Two full-body sessions per week can stimulate muscle growth, maintain bone density, and improve metabolic health, particularly for busy women juggling careers, families, and stress. For those who enjoy training more often, Seeman suggests increasing frequency to three or four days, potentially splitting workouts into upper- and lower-body days. But she emphasizes that more is not always better.

“I have to be very efficient,” she says. “I get the stimulus that I need, and I leave.”
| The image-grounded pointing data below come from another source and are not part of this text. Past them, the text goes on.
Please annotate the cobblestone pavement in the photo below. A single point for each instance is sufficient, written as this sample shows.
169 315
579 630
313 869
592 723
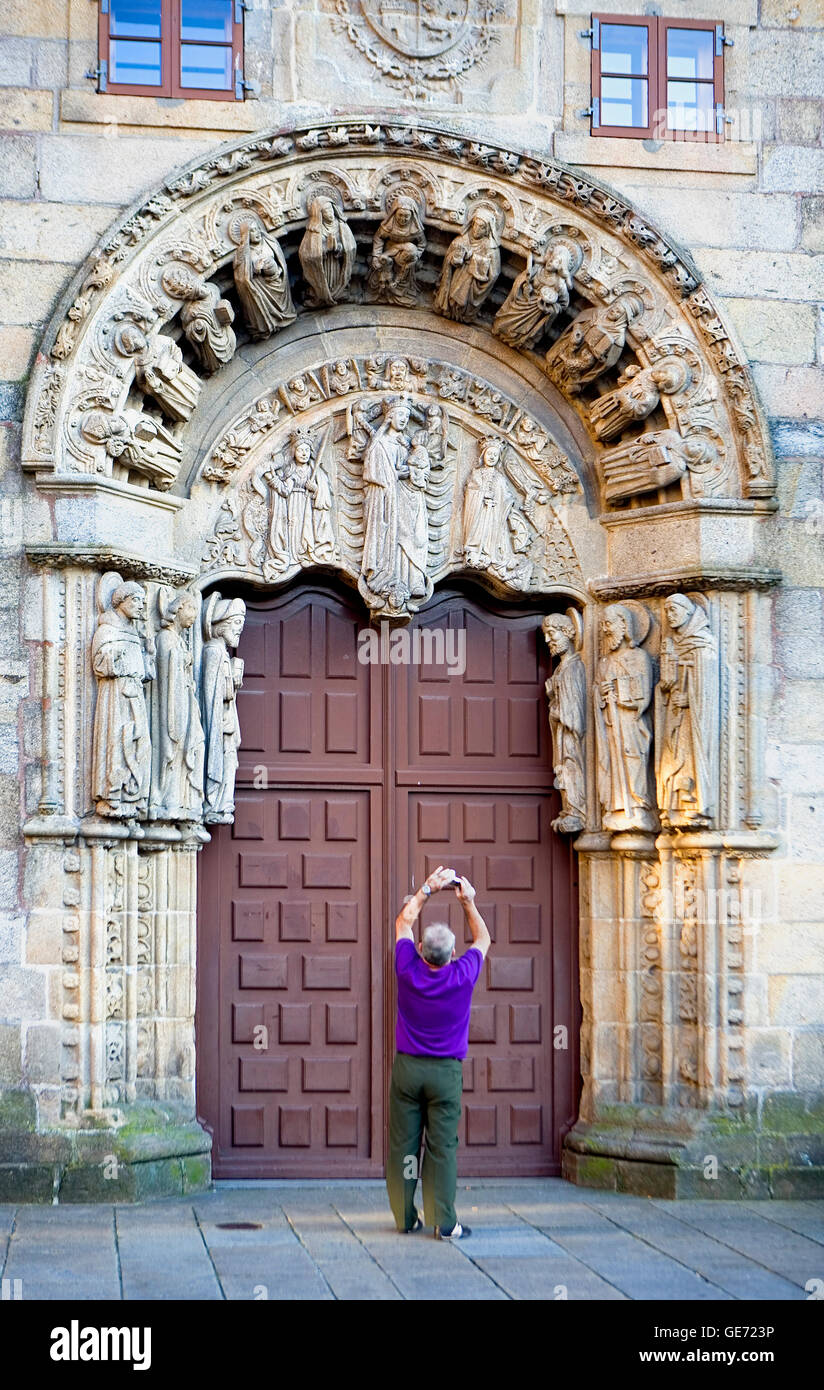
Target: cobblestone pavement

Actionable takeaways: How to train smarter

If you want better results with less time in the gym, here’s how to apply Seeman’s framework:

  • Lift at least twice per week. Focus on full-body workouts that include squats or lunges, hinges (like deadlifts), pushes, pulls, and core work.
  • Make your weights count. Choose loads that feel challenging by the final reps. You should finish each set feeling like you couldn’t comfortably do more than one or two additional reps.
  • Limit excessive cardio. Swap long steady-state sessions for short, focused intervals or low-intensity movement like walking.
  • Keep workouts efficient. Aim for 30 to 45 minutes of intentional training rather than longer, unfocused sessions.
  • Support recovery. Prioritize sleep, adequate protein intake, and rest days. Training adaptations happen when you recover, not just when you lift.

The takeaway

If your workouts have started to feel like another item on an already long to-do list, this approach offers a powerful reframe. You don’t need to train harder, longer, or more often. You need to train smarter.

By focusing on resistance training, prioritizing efficiency, and embracing the minimum effective dose, you can build strength, improve metabolism, and support long-term health, even with a busy schedule. Over time, those small, strategic choices compound, shaping not just how you look, but how you move, feel, and age.

And that’s a goal worth training for.